As NOM often tells us, married people live longer

Timothy Kincaid

March 14th, 2013

The National Organization for Marriage often touts the statistical advantages of marriage. For example, this is from their fact sheet, Why Marriage Matters:

Both men and women who marry live longer, healthier and happier lives. On virtually every measure of health and well-being, married people are better-off than otherwise similar singles, on average.

Which is, to my way of thinking, a good reason to support marriage equality. Unless, I suppose, you don’t want gay people to live longer, healthier, and happier lives.

But I think NOM would counter that these statistics of benefit only apply to heterosexual marriages. And it is the magical, mystical, godly coming together of penis and vagina that in some unknown way (similar to the power of wearing your lucky socks on game day) gives better lives. I get the sense that they really do think there’s something holy and mysterious about heterosexual married sex.

But they would be wrong. The Danes took a look. (LA Times)

Men in same-sex marriages are living longer, according to Danish researchers, but mortality rates among married lesbians have begun to rise after a long period of decline.

The study, published Tuesday in the International Journal of Epidemiology, used Denmark’s civil registry to follow 6.5 million adults from 1982 to 2011. The study is the first of its kind to examine mortality — the risk of death during a specific period of time — and relationship status for an entire nation.

(What do you bet NOM mentions this study… but only the part about married lesbians mortality beginning to increase.)

And it turns out that it isn’t penis in vagina, after all, that results in longer lives.

Researchers found that marriage in and of itself did not ensure low mortality during the period studied. For instance, opposite-sex married couples who lived apart faced a two-fold increase in their mortality rate.

Also, heterosexual men and women saw a steep jump in their mortality rate during the study period if they were married two or more times.

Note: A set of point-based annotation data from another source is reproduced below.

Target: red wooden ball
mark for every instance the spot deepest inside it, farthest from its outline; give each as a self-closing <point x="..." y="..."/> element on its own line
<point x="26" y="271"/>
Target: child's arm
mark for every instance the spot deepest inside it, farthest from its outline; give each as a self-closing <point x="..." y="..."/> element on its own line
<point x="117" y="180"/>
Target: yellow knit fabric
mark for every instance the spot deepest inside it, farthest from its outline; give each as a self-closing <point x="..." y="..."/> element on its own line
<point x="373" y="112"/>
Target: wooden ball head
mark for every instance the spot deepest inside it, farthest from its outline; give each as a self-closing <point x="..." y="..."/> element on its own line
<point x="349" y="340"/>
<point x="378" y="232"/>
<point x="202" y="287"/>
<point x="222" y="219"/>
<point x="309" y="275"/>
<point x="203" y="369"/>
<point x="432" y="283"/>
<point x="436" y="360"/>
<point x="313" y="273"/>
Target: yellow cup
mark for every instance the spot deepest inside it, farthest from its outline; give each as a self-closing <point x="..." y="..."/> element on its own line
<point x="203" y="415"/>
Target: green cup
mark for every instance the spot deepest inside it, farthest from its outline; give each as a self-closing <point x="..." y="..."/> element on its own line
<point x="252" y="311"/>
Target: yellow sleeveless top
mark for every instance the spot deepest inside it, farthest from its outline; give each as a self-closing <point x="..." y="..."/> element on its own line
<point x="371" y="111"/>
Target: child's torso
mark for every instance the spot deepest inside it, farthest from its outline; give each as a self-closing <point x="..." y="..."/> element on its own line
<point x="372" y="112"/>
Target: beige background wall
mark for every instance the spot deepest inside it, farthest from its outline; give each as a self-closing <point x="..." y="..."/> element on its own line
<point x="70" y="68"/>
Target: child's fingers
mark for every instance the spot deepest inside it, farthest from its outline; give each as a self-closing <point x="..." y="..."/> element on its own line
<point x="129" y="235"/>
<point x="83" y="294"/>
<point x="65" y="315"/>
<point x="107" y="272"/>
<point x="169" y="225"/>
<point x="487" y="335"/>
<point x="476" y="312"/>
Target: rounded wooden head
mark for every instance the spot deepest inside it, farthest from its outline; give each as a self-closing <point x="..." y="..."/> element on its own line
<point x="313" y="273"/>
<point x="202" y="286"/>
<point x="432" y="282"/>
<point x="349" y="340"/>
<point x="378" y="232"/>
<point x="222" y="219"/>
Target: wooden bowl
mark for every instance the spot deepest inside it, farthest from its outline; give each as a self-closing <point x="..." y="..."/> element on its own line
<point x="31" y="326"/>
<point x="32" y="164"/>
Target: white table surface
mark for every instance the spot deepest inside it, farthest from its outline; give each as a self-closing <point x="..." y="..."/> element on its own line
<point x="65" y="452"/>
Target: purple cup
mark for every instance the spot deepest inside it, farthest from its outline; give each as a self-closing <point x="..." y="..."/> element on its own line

The rate increased 27% for women with each successive marriage, and it increased 16% for men.

And so, with their usual logic, social conservatives will continue to insist that gay men and women leave their partners and live celibately. Or marry someone of the opposite sex – even though they know that this is likely to result in some poor soul’s unhappy divorce and remarriage (and increased mortality).

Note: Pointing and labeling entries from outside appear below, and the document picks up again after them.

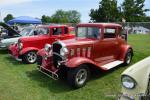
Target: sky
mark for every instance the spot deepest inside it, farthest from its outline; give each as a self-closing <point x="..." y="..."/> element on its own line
<point x="37" y="8"/>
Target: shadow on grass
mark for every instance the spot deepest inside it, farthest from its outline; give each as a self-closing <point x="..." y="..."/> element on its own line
<point x="56" y="86"/>
<point x="61" y="85"/>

You’re killing me, NOM, you’re killing me!

John W

March 14th, 2013

A further problem for NOM is that their own Maggie Gallagher (and her co-author, Linda Waite)proposed mechanisms by which the marital health advantage functions: emotional support; spousal encouragement of healthy habits (also known as ‘nagging’); monitoring of each other’s health, and serving as primary care-giver for each other.

NOM has to explain why any of these would apply only to mixed-sex couples.

(The Case for Marriage: Why Married People Are Happier, Healthier, and Better Off Financially)

Michael Moore

April 4th, 2013

It’s really hard to draw any conclusions about whether results from Denmark, which has universal health care, would have any relevance to the health or mortality rates of married vs. unmarried gay or straight people in the U.S., which lacks universal health care.